A table was being cleaned up manually because the automated clean up had been failing for a long time. This was split up into small batches of 50 rows at a time to avoid a single delete statement causing issues.
Why didn’t the cleanup get paused at the first sign of trouble?
The Read Replicas did not have any replication issues for almost an hour during the cleanup. This changed near the end of the cleanup, when all the Read Replicas started falling behind.
Why didn’t the engineer doing the cleanup get notified?
There isn’t any monitoring setup specifically for replication lag, and the other alerts that we use to monitor the PostgreSQL Primary instance didn’t get near their configured alerting levels.
Resolution and Recovery
As this was due to replication lag of a manual process that had already finished, the only thing that was done was to wait. The cluster recovered by itself.

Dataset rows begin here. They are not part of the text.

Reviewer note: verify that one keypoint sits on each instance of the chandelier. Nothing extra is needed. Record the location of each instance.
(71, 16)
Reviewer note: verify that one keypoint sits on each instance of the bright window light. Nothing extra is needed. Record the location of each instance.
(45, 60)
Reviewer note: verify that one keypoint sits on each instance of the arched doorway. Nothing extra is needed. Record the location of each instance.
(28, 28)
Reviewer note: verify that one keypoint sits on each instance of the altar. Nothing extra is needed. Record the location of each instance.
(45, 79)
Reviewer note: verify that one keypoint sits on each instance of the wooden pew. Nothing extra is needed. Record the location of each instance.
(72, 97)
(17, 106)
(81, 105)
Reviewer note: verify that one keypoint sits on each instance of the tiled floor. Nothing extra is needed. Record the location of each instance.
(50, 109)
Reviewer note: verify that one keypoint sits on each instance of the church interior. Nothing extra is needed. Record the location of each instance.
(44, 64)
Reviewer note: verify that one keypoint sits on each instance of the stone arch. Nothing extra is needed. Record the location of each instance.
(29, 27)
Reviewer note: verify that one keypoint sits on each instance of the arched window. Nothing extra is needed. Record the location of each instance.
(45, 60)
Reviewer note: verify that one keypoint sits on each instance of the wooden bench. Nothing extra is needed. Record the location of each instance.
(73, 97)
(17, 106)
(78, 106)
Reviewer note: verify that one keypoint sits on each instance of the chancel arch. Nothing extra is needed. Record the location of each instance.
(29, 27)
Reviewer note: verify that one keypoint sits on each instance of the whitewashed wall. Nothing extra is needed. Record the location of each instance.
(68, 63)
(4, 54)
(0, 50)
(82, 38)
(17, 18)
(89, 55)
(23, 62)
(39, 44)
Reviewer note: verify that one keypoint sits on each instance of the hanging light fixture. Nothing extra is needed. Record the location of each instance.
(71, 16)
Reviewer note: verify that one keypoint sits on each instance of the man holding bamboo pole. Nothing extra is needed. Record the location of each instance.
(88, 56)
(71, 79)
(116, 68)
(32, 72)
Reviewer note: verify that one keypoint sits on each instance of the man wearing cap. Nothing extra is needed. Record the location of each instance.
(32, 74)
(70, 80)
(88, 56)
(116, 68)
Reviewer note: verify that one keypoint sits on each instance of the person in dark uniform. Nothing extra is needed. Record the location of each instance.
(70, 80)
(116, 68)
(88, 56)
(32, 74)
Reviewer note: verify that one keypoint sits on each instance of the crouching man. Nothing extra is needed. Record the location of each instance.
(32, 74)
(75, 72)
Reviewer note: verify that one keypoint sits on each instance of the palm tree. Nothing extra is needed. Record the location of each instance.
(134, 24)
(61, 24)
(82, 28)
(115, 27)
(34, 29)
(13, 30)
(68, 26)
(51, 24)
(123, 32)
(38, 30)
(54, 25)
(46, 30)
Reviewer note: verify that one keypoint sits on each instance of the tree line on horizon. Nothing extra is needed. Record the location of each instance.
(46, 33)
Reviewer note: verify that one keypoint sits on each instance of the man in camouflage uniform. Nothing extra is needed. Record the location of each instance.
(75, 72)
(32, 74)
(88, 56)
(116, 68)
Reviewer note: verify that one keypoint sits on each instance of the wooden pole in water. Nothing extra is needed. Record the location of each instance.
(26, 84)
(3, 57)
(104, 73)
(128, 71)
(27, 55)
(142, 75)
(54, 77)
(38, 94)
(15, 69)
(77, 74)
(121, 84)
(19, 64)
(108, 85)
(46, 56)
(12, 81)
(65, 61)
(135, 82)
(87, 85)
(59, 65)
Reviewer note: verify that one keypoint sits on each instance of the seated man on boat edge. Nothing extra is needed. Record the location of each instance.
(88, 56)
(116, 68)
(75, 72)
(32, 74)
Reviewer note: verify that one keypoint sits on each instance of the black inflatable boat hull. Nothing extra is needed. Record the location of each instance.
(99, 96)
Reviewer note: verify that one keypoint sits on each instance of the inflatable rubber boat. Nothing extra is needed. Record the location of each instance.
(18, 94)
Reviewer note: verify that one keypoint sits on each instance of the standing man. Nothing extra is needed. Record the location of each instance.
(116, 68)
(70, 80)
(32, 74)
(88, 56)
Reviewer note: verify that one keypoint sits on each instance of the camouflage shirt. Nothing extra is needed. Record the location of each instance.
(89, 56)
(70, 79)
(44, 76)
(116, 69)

Corrective and Preventative Measures
The main thing that we are doing to correct this problem in the future is to add an alert for Replication Lag. If there was an existing alert for this, the engineer would have been notified and then would have spaced out the queries cleaning up the table and given the read replicas time to catch up.
The second thing that we will be doing is watching both the Read Replicas and the Primary instance when doing this kind of manual work to ensure that actions taken on the Primary do not adversely affect the Read Replicas.